Some hours later, depending on mould size, the plaster will look well-baked and stuff stops dribbling out of the holes. The pewter you want to use to fill it is Britannia Standard Pewter— accept no substitutes. This is lead- and cadmium-free (i.e. it’s mostly tin) and is poured at a temperature of about 350ºC, though it melts around 290ºC – 300ºC. Small 200 – 400 ml crucibles from foundry suppliers are great, but a tin can will do it at a pinch.
An aluminium can will absolutely NOT do.
Lacking a proper furnace in the shed, we pointed a MAPP-gas torch into a well-balanced crucible until the pewter was very fluid.
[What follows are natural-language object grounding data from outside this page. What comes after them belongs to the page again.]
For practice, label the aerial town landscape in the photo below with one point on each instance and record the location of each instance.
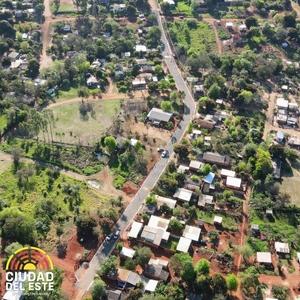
(151, 148)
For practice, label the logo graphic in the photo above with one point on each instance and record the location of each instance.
(29, 259)
(29, 271)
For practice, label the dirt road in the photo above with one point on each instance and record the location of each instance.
(46, 60)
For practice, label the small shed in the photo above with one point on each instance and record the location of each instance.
(264, 257)
(184, 245)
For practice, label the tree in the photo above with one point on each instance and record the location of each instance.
(251, 22)
(98, 289)
(178, 261)
(56, 4)
(85, 226)
(280, 292)
(143, 255)
(110, 144)
(16, 154)
(166, 8)
(7, 30)
(232, 282)
(131, 12)
(182, 150)
(166, 106)
(202, 266)
(214, 91)
(153, 37)
(219, 284)
(176, 226)
(263, 165)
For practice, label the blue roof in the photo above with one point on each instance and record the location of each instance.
(280, 135)
(209, 178)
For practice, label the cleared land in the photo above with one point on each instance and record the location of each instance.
(196, 40)
(71, 127)
(291, 183)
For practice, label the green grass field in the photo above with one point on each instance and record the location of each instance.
(64, 8)
(70, 127)
(195, 40)
(184, 8)
(3, 122)
(40, 189)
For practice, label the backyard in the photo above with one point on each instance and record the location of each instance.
(71, 126)
(196, 37)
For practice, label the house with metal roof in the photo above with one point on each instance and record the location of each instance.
(157, 116)
(183, 195)
(184, 245)
(192, 233)
(215, 158)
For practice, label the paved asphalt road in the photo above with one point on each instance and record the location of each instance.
(86, 279)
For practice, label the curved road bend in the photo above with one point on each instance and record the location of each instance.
(86, 277)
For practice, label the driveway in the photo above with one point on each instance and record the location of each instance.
(86, 277)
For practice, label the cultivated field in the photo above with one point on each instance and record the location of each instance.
(197, 39)
(71, 127)
(290, 185)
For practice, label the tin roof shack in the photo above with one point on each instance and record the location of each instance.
(282, 249)
(234, 183)
(255, 231)
(158, 117)
(160, 201)
(218, 222)
(128, 278)
(156, 272)
(139, 84)
(191, 232)
(195, 165)
(184, 245)
(113, 294)
(183, 195)
(206, 201)
(264, 258)
(215, 158)
(127, 252)
(135, 230)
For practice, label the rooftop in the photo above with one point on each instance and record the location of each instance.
(171, 203)
(195, 164)
(282, 247)
(218, 219)
(183, 194)
(158, 114)
(226, 173)
(192, 233)
(264, 257)
(136, 228)
(233, 182)
(158, 222)
(127, 252)
(209, 178)
(184, 245)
The dross was then scraped to the back of the crucible with a bit of welding wire, tongs were gracefully deployed and the beautiful silver stream was guided perfectly into the pour-hole (yeah, right) until metal came out of the air hole.
Because the metal is poured while the mould is still hot and remains molten for some time, the mould can be tapped with a stick to release trapped air bubbles and even quickly topped up if necessary. Then you have to wait.
When all is cooled, destroy the can by any means necessary and free the cast. Yorick’s mould experienced some minor cracking, resulting in leaf-like protrusions of pewter that were easily chiselled off. Soaking the plaster makes it easier to brush off and a water blaster can make quick work of things (as well as flinging your masterpiece across the yard). We stuck with a wire brush and a bucket.
After we sawed off and filed down Yorick’s sprues, he was polished with a fine wire wheel and christened with a well-earned tot of 100-proof rum.
Going beyond the bean can, this technique has real-world uses too. In fact, 3D printers are emerging as a relatively cheap means of producing patterns for moulding large cast components. They have the advantage of being cheap to produce and easy to modify and reprint.
They are fast becoming a necessary tool in engineering workshops especially as the qualities of PLA are becoming apparent. PLA will melt easily and can burn off with little or no residue. ABS is not so accommodating—it requires much higher temperatures and will leave some residue, making it unsuitable for making moulds.